クセノフォン(読み)くせのふぉん(英語表記)Xenophon

翻訳|Xenophon

日本大百科全書(ニッポニカ) 「クセノフォン」の意味・わかりやすい解説

クセノフォン(古代ギリシア文筆家)
くせのふぉん
Xenophon
(前430ころ―前354ころ)

古代ギリシアの軍人、文筆家。アテナイのエルキア区の出身。父は豊かな騎士階級の人であったらしく、『馬術』『騎兵隊長論』などの著作がある。ソクラテスの弟子の一人で、プラトンはほぼ同年輩のライバルであった。師の追憶はのちに『覚書』『饗宴(きょうえん)』『ソクラテスの弁明』にまとめられている。しかし彼は元来武人で、師の深い哲理に浸ることはできず、またアテナイの民主政治の退廃は耐えがたいものであった。おりよく旧友からの手紙で、ペルシア王アルタクセルクセス2世の王位をねらう弟キロスの軍隊に参加するように勧められる。彼は師ソクラテスの苦言を受けながらも、ついに小アジアに渡り、その軍隊の傭兵(ようへい)となってバビロンに向けて出発する。しかし、頼むキロスはまもなく戦死、やむなく彼は敗軍の将として1万のギリシア人部隊を率いて退却、多くの苦難と戦いながら積雪のなかを黒海沿岸を旅してボスポロスにたどり着く。この1万人の退却の記録が、彼の最大の傑作『キロスのアナバシス』(アナバシスは「のぼる」の意)7巻である。
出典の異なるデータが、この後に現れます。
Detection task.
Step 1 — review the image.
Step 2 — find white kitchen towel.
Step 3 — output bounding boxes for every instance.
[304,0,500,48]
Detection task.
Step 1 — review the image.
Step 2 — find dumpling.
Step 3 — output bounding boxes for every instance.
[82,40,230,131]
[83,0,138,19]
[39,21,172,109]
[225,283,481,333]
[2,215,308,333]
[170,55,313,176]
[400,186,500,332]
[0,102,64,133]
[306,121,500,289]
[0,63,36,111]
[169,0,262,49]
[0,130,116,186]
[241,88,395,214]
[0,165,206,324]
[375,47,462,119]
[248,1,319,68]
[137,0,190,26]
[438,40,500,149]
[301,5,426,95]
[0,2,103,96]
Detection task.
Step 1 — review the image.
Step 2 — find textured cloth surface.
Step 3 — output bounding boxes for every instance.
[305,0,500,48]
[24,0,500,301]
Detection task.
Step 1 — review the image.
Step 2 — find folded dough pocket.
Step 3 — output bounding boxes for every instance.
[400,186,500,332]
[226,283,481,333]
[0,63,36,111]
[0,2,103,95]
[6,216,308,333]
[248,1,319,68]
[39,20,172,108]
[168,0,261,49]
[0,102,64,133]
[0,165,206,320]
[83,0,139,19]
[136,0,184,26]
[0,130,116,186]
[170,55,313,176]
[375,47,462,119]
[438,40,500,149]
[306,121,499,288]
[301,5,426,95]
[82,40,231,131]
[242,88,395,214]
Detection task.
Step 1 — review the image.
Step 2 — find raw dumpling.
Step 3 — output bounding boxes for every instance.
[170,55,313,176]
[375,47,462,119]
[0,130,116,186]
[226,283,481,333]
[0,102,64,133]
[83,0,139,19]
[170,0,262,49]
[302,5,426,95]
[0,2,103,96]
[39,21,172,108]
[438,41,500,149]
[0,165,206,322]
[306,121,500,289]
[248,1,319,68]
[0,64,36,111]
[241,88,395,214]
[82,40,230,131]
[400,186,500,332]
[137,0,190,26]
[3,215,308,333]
もっとも5巻以後は、それまでの生々しい筆致に比べて著者の自己弁護が目だち、このへんに作品成立の事情がうかがわれる。このほか、同じキロスの名を冠したものに『キロスの教育』という8巻の作品があるが、これはその名を借りて綴(つづ)った彼の理想の王者像である。彼は紀元前399年にこの遠征から解放されたが、まもなくスパルタ王アゲシラオスの軍に加わってアテナイと戦うはめに陥り、ついに祖国からは追放の宣告を受けた。しかしこのコリント戦争が終わるころには、スパルタから贈られたオリンピア近くのスキルス村に引きこもり、妻子とともに静かな文筆生活に入った。『アナバシス』など多くの大作はここで生まれている。ところが5年後にはスパルタがテーベに敗れたので、彼はスキルスからコリントに移り、アテナイからの追放解除はあったが、この地で死んだといわれている。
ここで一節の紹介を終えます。